It's important to mention that McMurray won't actually be eligible until the 2nd semester of the season, meaning rising senior Ben Emelogu will likely slide into the starting lineup until McMurray joins the team in January. Emelogu played significant minutes in big time games last year as the 6th man in what was many times just a 6-man rotation. His strength and athleticism make him an asset on the defensive end, especially with the year of experience he has playing in Jankovich's matchup zone scheme. However, seeing that he will be thrust into a more featured role in the offense early on next year, he will need to shoot the ball much more consistently than he did last season (see [poor] shooting splits of 38/29/54 from 2pt/3pt/FT, respectively).
Perhaps the toughest piece for the Mustangs to replace will be Ben Moore, who was a rock in the interior for SMU over the past two seasons. After 6'11 freshman Harry Froling announced he was transferring to Marquette, Jankovich badly needed a big to anchor the interior defense and pick up the rebounding slack left behind by Moore.

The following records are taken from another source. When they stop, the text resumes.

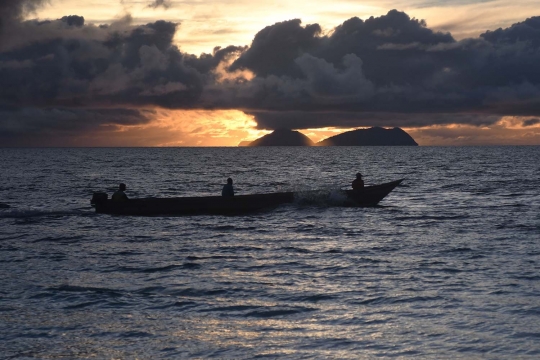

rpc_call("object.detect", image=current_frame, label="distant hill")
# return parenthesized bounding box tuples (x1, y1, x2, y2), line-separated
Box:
(246, 129, 315, 146)
(318, 127, 418, 146)
(241, 127, 418, 147)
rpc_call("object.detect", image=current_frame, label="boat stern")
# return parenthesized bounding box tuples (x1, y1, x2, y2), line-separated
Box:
(91, 192, 108, 208)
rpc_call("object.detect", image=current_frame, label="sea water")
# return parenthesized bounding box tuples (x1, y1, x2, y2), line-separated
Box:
(1, 146, 539, 358)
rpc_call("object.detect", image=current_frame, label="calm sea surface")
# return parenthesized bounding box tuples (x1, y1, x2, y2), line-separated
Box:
(1, 147, 539, 359)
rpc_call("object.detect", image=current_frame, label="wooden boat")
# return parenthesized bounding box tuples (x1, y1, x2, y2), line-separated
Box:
(91, 179, 403, 216)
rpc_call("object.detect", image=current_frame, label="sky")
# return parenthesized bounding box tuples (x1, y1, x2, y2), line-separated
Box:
(0, 0, 539, 146)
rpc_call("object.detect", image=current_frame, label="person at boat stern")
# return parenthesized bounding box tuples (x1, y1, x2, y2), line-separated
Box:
(352, 173, 364, 190)
(112, 183, 129, 201)
(222, 178, 235, 197)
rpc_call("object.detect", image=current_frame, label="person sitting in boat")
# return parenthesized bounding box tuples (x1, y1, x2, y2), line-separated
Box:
(222, 178, 234, 197)
(352, 173, 364, 190)
(112, 183, 129, 201)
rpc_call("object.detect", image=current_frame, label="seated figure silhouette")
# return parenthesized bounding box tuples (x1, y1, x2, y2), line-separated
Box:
(352, 173, 364, 190)
(222, 178, 234, 197)
(112, 183, 129, 201)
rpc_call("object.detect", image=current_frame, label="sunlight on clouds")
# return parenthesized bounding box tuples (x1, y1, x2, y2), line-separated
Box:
(214, 56, 255, 83)
(406, 117, 540, 146)
(498, 116, 540, 130)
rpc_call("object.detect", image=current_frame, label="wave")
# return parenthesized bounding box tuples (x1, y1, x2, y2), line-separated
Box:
(0, 207, 91, 219)
(357, 257, 391, 264)
(134, 286, 167, 294)
(279, 246, 312, 254)
(394, 214, 470, 221)
(355, 295, 443, 305)
(146, 300, 198, 310)
(442, 247, 474, 253)
(167, 287, 229, 297)
(31, 236, 83, 244)
(112, 263, 201, 273)
(283, 293, 338, 302)
(495, 223, 540, 231)
(324, 249, 342, 253)
(198, 305, 260, 313)
(244, 306, 317, 318)
(41, 285, 124, 298)
(63, 300, 104, 310)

In steps Georgetown graduate transfer Akoy Agau, another player who entered college with strong recruiting pedigree, but has yet to live up to that initial hype thanks to nagging injury issues. His per-minute rebounding and shot-blocking statistics are valid reasons for optimism, but he must improve his footwork and decision-making on the offensive end for him to become a real two-way asset for this squad (he posted an abominable 31% TO rate last season). The only other real option for Jankovich to throw out at the 5 is incoming freshman Ethan Chargois, a fringe 4-star big man that should get minutes right out of the gate. And while there are other promising freshmen in this recruiting cycle, Jankovich is as stubborn as it gets when it comes to using depth off the bench. Expect another year of a consistent 6-7 man rotation, which will once again make the Mustangs highly leveraged on good health.

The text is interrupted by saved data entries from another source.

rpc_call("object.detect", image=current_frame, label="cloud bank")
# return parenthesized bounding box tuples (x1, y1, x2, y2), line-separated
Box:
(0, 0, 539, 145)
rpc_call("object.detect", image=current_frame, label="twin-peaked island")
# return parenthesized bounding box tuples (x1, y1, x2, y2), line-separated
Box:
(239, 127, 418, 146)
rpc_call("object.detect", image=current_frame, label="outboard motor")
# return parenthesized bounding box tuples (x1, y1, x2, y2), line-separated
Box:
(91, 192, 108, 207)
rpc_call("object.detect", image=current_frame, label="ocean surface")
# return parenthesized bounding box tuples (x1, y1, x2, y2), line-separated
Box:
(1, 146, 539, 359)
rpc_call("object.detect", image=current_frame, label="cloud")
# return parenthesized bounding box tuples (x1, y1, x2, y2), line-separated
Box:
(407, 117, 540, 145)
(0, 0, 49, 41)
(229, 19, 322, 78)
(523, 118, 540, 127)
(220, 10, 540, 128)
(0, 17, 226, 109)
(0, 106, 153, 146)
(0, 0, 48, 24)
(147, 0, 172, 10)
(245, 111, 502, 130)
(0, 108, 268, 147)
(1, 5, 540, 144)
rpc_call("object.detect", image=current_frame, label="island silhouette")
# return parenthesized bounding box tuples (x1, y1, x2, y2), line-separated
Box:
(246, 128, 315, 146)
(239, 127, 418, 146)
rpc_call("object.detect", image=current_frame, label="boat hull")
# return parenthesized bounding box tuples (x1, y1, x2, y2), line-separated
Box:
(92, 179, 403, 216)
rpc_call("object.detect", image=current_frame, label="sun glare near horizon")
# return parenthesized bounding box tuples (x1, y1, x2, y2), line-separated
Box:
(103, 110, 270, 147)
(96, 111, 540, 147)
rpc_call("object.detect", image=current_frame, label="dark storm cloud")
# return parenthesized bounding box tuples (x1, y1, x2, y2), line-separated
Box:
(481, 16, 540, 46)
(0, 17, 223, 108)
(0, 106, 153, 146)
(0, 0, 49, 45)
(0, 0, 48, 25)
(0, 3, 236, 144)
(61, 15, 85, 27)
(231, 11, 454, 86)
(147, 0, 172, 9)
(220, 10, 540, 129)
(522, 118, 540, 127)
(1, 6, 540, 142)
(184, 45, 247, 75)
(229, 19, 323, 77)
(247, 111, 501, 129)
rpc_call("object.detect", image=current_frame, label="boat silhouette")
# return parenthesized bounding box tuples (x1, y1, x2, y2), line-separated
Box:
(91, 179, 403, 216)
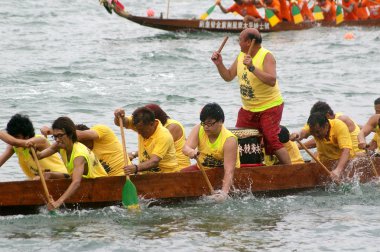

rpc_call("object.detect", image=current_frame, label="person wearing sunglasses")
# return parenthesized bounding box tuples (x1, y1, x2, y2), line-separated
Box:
(211, 28, 291, 166)
(0, 114, 68, 180)
(182, 103, 240, 202)
(32, 116, 108, 210)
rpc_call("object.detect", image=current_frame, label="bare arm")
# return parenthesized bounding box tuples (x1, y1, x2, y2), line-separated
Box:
(211, 53, 238, 82)
(290, 128, 310, 141)
(244, 53, 277, 86)
(166, 123, 183, 142)
(113, 108, 133, 129)
(0, 131, 36, 148)
(124, 154, 162, 174)
(182, 124, 201, 159)
(337, 115, 356, 132)
(47, 156, 85, 210)
(37, 143, 59, 159)
(331, 148, 351, 178)
(76, 130, 99, 142)
(0, 145, 15, 167)
(221, 137, 238, 194)
(358, 115, 379, 149)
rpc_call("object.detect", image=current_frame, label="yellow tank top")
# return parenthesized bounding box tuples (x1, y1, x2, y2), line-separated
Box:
(198, 126, 240, 169)
(237, 47, 283, 112)
(164, 119, 191, 169)
(59, 142, 108, 178)
(91, 125, 128, 176)
(13, 135, 68, 179)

Bottom Line: What made SMU so dangerous last year was the versatility Ojeleye brought to the table on both ends of the floor - he was Swiss Army knife of sorts offensively, possessing the ability to post-up and serve as a point-forward for the Mustangs to run their offense through, but also stretch the defense with deep range beyond the 3-point line. So while his presence will be tough to replace, the return of an All-Conference caliber performer in Foster and a potential All-American in Milton should keep the Stangs competitive at the top of the AAC standings.